During my time at Raise.dev, I architected and maintained a platform allowing over 250 Raise.dev members to benefit from the support and expertise of the company's coaches. In doing so, I broke new ground in open source across Hotwire and ViewComponent, released gems of my own, and gained a practical understanding of more advanced patterns in Rails.
I joined Raise.dev after its founder, John Britton, reached out to me to express interest in working with me. Under his leadership, I iterated on fundamentals I'd begun to develop at UKCloud to build the company's first public offerings from scratch. I had significant, advanced responsibilities similar to those of a software architect.

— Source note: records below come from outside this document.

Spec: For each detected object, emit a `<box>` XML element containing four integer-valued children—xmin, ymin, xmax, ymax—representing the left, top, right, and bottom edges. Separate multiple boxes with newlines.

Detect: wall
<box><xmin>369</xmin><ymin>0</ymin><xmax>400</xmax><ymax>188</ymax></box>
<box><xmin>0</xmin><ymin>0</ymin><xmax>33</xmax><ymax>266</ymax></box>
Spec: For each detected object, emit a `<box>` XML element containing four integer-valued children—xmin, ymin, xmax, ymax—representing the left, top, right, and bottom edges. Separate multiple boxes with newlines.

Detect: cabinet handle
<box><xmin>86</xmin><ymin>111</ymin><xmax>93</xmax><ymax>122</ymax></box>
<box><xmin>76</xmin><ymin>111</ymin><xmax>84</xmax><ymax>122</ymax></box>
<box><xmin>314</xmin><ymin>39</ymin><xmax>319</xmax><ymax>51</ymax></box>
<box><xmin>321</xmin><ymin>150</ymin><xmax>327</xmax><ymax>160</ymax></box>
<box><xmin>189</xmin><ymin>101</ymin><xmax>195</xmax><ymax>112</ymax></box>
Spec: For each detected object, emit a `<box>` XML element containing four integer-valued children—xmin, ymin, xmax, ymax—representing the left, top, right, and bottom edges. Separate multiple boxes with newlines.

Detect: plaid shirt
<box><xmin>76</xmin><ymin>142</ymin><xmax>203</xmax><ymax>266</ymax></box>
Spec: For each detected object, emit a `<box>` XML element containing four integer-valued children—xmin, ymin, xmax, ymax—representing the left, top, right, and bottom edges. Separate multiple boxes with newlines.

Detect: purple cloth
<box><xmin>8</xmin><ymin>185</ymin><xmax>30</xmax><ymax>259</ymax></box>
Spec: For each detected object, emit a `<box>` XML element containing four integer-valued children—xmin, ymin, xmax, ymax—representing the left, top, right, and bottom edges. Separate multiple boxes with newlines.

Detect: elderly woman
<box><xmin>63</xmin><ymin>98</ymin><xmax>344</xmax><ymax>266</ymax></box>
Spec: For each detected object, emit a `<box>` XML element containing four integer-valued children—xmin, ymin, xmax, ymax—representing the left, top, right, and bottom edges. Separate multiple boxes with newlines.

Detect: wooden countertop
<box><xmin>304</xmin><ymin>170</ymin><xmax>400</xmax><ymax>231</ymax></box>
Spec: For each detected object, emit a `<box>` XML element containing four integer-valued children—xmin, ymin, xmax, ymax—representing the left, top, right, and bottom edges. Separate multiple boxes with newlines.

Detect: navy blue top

As the primary contributor to the codebase and the only full-time developer for around half my time at Raise.dev, I was responsible for key decisions in the technical implementation. Along the way, John helped me to understand the importance of key principles such as the use of service objects and dependency injection. My own research led me to improve on these and employ ViewComponents and the command pattern. Using these as the foundation for this production app helped me to develop a practical, educated understanding of their use.
I built a system that allowed users to schedule online meetings with coaches, using the coaches' calendar availability via an external API. This system went through several changes in response to business requirements. Initially, members were responsible for booking with coaches and could outline the purpose of the meeting through requests. The final iteration of Raise.dev held a live-updating timeline that prompted a more guided flow, in which coaches became responsible for scheduling with members.
I also crafted many of the fundamentals that supported the app, including:
- a role-and-right-based permissioning system that separated the concerns of roles and rights effectively
- mailing platform integrations, which enabled the team to easily craft and send marketing and transactional emails to members and leads
- a registration flow system that made it easy to operate on a user object during the signup process differently depending on their intent
- a system of view components, from buttons and headings to the event booking slot selector, that made our view layer testable and malleable.
During my time at Raise.dev, I was also able to achieve a number of things on my own, including publishing gems, contributing to Rails itself, and regularly contributing to issues and code within ViewComponent to join the triage, and eventually commit, teams.